Trash/scrap collector/trough can be used to collect scraps from counters and make the cleanup process much easier!
Step 1: Materials
In order to make your own trough you will need some basic materials that can be replaced with others if preferred.
- 4 Wooden dowels
- 2: 12'' long
- 2: 26" long
- Nylon or cloth 10" x 26"
Step 2: Basic Structure
Place the wooden dowels on a flat surface and place in the shape of a rectangle like pictured above. (not to scale)
The dowels placed on the left and right side should be parallel to one another just like the 26" dowel on the top should be parallel to the other 26" dowel. The bottom 26" should be place approximately 7" away from the other 26" dowel.
With a pen, mark where all the pieces connect so as to create an outline of where the grooves need to be cut out--like a log house.
Step 3: Structure
Next, use a knife to cut divots into the wood to make the wooden dowels fit well together when hot glued.
Once the cuts have been made, hot glue the pieces together!
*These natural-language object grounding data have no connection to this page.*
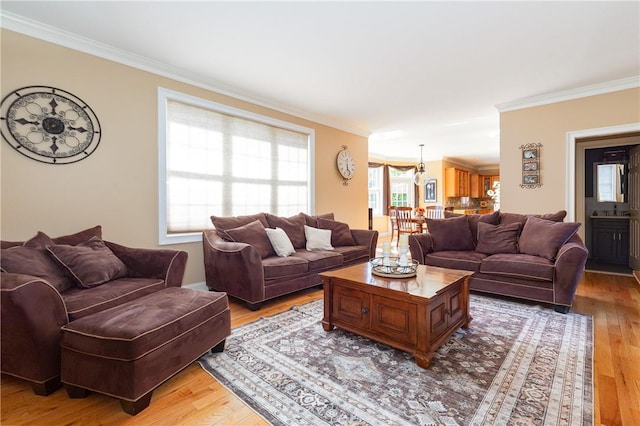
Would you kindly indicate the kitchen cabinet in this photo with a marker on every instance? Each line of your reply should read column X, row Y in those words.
column 481, row 184
column 456, row 182
column 610, row 239
column 476, row 183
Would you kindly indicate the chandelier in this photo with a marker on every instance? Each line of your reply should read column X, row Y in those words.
column 420, row 176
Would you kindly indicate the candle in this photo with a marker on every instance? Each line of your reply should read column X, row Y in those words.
column 386, row 248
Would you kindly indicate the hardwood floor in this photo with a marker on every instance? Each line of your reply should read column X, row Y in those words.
column 193, row 397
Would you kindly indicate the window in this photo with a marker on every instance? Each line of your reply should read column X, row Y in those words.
column 402, row 190
column 222, row 161
column 375, row 190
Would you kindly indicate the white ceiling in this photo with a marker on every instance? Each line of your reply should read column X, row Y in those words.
column 407, row 73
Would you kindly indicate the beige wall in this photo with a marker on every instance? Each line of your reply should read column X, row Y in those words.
column 549, row 125
column 116, row 186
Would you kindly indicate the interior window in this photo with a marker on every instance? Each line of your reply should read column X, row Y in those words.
column 222, row 161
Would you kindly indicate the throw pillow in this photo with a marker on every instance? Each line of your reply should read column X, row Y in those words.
column 490, row 218
column 541, row 237
column 90, row 263
column 318, row 239
column 280, row 242
column 522, row 218
column 224, row 223
column 33, row 259
column 450, row 234
column 494, row 239
column 293, row 226
column 254, row 234
column 340, row 232
column 80, row 237
column 313, row 220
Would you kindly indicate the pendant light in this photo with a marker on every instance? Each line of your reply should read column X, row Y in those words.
column 420, row 176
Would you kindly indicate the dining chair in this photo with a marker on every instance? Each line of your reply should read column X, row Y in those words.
column 407, row 224
column 394, row 221
column 433, row 212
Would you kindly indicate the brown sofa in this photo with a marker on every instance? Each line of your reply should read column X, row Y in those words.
column 534, row 257
column 239, row 258
column 47, row 283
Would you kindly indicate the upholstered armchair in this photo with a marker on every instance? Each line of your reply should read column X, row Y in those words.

Make sure to have the 26" pieces on top of the 12" pieces.
Step 4: Fabric!
Then, take your fabric and cut it so it fits across the top of the rectangle and has room to droop in the middle (to collect the trash).
Once you have measured and cut the fabric, hot glue it around the first wooden dowel.
Step 5: 3D Printing a C Clamp-like Thing
Next, you are going to need to figure out how your product will connect to the table. We first thought binder clips would work, but our tables were too thick and unfortunately they wouldn't stay on.
**IF you're table is thinner than 1'' than feel free to use binder clips and skip this step! Binder clips are easy to put on and remove making your trash collector movable to other tables!
However, if your table is not thinner than 1", then if you can, use a 3D printer and Tinkercad to design a clamp that will cling to the table and keep your trash trough horizontal.
We designed a clamp that was 6" long and 1" wide. The bottom part had a hole for the wooden dowel (which we measured) and was 1" high. On top of that, we had a thin segment that would be flush with the vertical part of the table. and finally, the top piece was 2" long and 1/2" high. These numbers can be adjusted to the size of the table, trough and preference.
Step 6: Putting It All Together
Now that you have two 3D printed clamps, slide them on to the end of the dowels, hot glue the fabric so that it droops in the middle and attaches to all 4 sides (leaving no room for scraps to fall through), and use your product!